With tension doing the round, our writer tries to lay focus on the recent wave of anti-Pakistan sentiments in India, and how it is being misused by the authorities to propel a Hindutva-oriented brand of jingoistic nationalism.


This year, Dussehra was a far cry from the routine, hum-drum ‘effigy burning’ ritual that takes place every year. There was of course a familiar, colourful and gigantic Ravana’s head on fire in most parts of the country. It was set ablaze amidst peals of laughter from delighted children. Yet, some parts of India also chose to burn gigantic effigies representing Pakistan alongside Ravana, and burned them with equal (perhaps even exceeding) vigour. What had been built with such care, nurtured across the decades through ghazals and qawwalis, through numerous films and serials, versatile fashion and rich literature, all went into flames within seconds. This only proves how destructive firecrackers are. It is at times like these that cross-border peace efforts crumble like sandcastles.
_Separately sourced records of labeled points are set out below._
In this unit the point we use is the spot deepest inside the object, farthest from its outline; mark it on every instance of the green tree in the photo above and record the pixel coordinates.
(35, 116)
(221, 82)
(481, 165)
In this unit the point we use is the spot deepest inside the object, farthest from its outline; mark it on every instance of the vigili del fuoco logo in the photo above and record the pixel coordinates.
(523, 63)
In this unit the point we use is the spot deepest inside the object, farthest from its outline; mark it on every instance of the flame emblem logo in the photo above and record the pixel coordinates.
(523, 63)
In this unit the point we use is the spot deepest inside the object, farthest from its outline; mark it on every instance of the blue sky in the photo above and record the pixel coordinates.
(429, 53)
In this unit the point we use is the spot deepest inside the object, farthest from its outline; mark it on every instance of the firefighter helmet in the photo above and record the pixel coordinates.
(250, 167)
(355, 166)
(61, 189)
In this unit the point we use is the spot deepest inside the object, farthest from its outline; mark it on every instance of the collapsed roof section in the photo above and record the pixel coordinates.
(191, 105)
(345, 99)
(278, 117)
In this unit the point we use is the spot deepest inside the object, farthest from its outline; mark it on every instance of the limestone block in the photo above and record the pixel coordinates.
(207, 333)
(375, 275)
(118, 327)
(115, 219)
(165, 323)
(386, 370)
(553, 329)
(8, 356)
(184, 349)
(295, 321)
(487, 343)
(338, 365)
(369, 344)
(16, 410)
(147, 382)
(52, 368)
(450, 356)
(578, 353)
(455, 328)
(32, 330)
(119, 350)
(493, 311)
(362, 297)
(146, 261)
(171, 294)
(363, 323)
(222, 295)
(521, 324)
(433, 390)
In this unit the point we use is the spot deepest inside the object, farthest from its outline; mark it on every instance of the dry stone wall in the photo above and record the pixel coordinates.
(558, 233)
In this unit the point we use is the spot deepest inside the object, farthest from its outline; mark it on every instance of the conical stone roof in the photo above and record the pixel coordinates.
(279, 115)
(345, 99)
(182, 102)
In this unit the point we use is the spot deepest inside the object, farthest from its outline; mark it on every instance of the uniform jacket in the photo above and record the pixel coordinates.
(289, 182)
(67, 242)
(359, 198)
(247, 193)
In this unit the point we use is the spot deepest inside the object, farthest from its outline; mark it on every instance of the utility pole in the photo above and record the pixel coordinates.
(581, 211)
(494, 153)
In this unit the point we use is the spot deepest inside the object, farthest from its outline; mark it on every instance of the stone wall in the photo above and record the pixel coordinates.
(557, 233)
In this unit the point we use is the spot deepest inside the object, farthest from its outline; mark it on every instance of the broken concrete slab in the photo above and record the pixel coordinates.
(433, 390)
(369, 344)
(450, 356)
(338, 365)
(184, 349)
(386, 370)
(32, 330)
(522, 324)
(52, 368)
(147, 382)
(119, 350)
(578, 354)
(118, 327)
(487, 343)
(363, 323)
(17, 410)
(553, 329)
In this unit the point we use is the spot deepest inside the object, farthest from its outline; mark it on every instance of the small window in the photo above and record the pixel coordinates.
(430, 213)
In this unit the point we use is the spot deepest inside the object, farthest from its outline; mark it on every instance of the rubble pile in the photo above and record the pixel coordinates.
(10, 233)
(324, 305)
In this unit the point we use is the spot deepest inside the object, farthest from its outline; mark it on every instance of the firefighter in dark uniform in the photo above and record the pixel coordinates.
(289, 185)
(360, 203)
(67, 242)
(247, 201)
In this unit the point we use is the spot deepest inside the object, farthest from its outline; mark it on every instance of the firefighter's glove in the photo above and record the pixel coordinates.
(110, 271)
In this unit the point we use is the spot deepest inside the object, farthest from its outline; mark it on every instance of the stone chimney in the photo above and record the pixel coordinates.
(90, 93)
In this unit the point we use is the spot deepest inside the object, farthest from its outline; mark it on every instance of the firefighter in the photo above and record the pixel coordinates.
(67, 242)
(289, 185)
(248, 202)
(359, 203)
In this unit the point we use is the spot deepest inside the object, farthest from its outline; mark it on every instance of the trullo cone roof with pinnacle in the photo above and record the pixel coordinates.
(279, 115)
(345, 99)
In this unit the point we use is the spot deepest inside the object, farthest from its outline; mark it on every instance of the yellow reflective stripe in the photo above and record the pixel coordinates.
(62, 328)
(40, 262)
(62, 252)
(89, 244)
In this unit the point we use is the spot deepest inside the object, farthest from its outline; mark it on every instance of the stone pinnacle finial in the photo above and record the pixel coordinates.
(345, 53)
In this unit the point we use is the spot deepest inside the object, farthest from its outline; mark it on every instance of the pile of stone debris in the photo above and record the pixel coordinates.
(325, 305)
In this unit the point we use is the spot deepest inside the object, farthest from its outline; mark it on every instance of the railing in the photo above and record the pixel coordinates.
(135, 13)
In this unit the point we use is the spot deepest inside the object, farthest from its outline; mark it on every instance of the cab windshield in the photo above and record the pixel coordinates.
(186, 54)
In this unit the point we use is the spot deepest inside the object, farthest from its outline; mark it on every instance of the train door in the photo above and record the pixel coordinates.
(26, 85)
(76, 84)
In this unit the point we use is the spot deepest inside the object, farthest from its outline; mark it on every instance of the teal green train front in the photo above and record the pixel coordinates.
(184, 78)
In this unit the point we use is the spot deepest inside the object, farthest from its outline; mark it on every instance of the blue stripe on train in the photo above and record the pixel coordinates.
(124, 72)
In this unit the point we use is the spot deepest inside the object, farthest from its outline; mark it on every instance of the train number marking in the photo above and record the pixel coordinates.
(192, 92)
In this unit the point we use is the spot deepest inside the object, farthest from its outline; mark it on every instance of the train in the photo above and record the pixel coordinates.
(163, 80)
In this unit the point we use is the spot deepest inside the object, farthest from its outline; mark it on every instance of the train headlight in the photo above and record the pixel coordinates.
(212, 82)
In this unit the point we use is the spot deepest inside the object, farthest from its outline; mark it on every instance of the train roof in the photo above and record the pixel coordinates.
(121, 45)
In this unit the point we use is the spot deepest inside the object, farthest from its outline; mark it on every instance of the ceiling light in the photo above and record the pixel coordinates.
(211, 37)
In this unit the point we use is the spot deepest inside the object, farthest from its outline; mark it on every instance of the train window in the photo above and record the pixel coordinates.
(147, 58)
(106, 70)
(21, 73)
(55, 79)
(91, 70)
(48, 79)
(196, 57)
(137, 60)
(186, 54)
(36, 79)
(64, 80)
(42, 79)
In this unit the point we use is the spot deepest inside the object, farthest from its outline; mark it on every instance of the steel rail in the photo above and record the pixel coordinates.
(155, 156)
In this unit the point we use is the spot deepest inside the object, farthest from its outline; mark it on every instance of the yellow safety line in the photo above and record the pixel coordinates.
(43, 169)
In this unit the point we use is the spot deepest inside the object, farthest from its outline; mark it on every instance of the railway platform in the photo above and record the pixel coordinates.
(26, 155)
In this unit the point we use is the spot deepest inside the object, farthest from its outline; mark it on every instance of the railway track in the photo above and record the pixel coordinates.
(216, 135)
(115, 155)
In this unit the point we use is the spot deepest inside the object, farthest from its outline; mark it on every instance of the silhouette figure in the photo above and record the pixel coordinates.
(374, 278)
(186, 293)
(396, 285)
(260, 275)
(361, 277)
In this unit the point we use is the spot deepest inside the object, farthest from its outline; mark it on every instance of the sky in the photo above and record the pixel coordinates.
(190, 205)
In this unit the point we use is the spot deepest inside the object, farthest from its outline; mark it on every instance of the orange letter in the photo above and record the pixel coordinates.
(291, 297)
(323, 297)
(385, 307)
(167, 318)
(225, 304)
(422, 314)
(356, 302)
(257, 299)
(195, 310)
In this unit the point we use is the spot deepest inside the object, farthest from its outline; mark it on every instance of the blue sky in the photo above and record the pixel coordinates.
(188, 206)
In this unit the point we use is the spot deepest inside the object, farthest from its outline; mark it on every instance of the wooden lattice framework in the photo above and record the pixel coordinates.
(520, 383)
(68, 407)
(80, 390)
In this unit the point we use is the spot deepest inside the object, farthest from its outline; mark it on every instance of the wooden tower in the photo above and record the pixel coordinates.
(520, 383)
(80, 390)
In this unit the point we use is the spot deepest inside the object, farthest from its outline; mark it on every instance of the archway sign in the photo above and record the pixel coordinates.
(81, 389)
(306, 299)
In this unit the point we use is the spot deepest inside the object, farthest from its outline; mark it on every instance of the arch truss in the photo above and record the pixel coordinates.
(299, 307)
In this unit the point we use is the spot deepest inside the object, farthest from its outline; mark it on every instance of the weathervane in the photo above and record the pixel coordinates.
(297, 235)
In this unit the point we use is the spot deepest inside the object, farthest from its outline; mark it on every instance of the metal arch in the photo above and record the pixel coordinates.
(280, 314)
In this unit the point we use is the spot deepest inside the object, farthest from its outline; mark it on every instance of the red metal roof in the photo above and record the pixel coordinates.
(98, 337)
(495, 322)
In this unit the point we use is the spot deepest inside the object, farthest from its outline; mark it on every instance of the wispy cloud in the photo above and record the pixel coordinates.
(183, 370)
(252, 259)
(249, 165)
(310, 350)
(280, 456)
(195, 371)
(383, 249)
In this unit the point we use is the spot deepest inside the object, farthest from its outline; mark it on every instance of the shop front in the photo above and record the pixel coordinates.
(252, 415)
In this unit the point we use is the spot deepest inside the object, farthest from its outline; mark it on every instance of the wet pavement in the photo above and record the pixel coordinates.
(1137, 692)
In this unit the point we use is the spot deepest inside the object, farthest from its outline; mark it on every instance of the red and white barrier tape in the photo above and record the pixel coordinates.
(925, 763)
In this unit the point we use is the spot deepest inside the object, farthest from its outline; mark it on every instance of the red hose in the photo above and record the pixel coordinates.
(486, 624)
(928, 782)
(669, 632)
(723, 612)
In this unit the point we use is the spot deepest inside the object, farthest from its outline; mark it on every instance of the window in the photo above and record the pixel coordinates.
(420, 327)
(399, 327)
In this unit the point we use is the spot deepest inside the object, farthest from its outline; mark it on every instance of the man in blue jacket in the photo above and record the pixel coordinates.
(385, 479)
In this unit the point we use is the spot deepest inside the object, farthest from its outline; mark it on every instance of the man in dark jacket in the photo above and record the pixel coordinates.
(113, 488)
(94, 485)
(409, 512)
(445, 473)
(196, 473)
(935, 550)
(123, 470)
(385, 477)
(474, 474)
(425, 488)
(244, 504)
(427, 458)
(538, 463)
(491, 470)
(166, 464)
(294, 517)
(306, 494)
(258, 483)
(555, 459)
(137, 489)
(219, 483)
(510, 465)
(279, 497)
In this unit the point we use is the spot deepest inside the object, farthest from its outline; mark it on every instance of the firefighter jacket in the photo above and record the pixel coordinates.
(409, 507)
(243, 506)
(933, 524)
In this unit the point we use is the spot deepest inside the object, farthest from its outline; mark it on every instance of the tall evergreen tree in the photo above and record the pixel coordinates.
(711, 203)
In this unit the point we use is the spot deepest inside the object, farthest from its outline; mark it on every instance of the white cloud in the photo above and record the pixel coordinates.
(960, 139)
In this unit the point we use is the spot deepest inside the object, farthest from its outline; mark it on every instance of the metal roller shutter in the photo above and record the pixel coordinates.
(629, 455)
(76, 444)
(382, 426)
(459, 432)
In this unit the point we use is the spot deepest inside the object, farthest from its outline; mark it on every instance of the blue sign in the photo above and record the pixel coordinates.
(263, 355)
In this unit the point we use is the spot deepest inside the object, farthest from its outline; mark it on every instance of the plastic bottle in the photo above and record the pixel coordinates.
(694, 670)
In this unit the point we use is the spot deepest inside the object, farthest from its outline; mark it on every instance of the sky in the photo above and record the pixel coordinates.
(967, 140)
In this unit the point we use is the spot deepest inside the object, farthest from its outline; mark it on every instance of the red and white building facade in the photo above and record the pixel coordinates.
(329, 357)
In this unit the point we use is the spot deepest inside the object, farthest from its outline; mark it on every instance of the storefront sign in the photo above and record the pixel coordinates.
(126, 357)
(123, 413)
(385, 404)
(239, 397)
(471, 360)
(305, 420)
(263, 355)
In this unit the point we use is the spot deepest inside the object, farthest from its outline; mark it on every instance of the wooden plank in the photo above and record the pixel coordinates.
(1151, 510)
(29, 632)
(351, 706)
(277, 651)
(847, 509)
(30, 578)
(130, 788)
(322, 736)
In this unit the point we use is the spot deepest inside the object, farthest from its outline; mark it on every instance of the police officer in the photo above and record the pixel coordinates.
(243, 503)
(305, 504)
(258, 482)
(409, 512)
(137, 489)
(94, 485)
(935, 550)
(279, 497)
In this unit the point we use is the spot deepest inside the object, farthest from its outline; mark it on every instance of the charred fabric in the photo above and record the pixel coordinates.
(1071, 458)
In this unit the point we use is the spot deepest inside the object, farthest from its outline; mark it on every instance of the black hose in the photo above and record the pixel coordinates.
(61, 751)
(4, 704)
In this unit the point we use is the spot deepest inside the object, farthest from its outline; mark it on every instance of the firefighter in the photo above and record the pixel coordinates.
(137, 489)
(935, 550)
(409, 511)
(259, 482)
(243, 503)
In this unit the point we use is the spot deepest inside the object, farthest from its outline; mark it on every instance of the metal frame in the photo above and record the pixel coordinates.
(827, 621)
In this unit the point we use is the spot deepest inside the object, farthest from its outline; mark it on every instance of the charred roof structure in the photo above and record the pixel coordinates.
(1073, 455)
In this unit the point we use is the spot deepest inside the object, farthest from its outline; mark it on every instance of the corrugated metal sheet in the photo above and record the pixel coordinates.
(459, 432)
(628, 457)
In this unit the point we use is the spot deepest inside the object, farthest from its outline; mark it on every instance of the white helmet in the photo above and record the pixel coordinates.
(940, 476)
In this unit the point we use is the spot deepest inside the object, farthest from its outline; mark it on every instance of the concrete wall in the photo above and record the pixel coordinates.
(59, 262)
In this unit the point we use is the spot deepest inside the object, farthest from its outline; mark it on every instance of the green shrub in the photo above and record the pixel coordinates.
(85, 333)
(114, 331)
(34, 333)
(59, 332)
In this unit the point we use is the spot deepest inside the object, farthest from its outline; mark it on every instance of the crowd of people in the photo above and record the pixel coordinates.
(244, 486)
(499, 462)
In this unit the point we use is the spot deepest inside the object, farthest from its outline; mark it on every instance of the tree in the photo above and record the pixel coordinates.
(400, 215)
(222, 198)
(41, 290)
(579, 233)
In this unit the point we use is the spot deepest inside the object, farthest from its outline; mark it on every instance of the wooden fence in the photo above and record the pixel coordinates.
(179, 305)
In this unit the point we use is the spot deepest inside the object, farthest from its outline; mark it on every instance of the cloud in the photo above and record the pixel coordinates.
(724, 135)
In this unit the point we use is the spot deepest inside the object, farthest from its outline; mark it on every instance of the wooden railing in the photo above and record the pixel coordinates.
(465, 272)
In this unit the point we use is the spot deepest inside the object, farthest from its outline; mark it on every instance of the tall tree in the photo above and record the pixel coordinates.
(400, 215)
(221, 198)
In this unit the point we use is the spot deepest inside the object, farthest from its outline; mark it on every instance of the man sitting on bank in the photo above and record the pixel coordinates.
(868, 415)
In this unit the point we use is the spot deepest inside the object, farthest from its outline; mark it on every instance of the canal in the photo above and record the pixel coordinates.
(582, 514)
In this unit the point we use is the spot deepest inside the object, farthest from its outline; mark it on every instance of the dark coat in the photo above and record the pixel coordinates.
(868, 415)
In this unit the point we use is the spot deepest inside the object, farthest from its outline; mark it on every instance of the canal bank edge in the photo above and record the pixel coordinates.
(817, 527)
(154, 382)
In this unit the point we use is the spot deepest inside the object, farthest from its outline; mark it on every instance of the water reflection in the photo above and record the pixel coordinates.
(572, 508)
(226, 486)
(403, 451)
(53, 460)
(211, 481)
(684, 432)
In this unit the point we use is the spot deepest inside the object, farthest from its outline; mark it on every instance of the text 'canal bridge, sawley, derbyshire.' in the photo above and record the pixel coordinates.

Uri is a good enough reason to lash the neighbour. But why must Mumbai, Pathankot and the Parliament be forgotten? They did not stop us from differentiating between the bureaucracy and the civilians before. Almost as if in an instant, the gulf of anger has grown wider and deeper this time. Flags must be burnt and artistes banned in a display of ‘exceptional’ patriotism. News channels must engage in foul-mouthing a country which still maintains strong trade ties with India. In fact, Narayanan Madhavan recently pointed out this strange dichotomy in an interview with Al-Jazeera. His argument followed along the lines of why Pakistani artistes must be banned when trade across the borders continues as usual.


At this juncture, if the T.V. goes mute in the background and the newspapers lie unnoticed for a minute, we may get up from our seats and think about ‘who’ or ‘what’ have been constituting nationalism for us. Since when did Pakistan become an excuse for asserting a saffron clad, Hindutva-oriented, jingoistic brand of nationalism? In this close-knit definition, a filmmaker must apologise for working with Pakistani artistes. In turn, the artistes must explain their silence too. Every aspect of the questioning civilian is branded with a red, hot mark of sedition. News and media outlets, as if they were gagged and turned into an extension of the state machinery, must propel this brand of nationalism forward.


Dussehra marks the end of Durga Puja and Navratra celebrations. It marks the epic battle of good versus evil, in which good always wins. But if Pakistan’s effigy burns alongside Ravana’s on this occassion, what sort of ‘evil’ are we targeting? In fact, who defines this brand of patriotism as necessarily being ‘good’?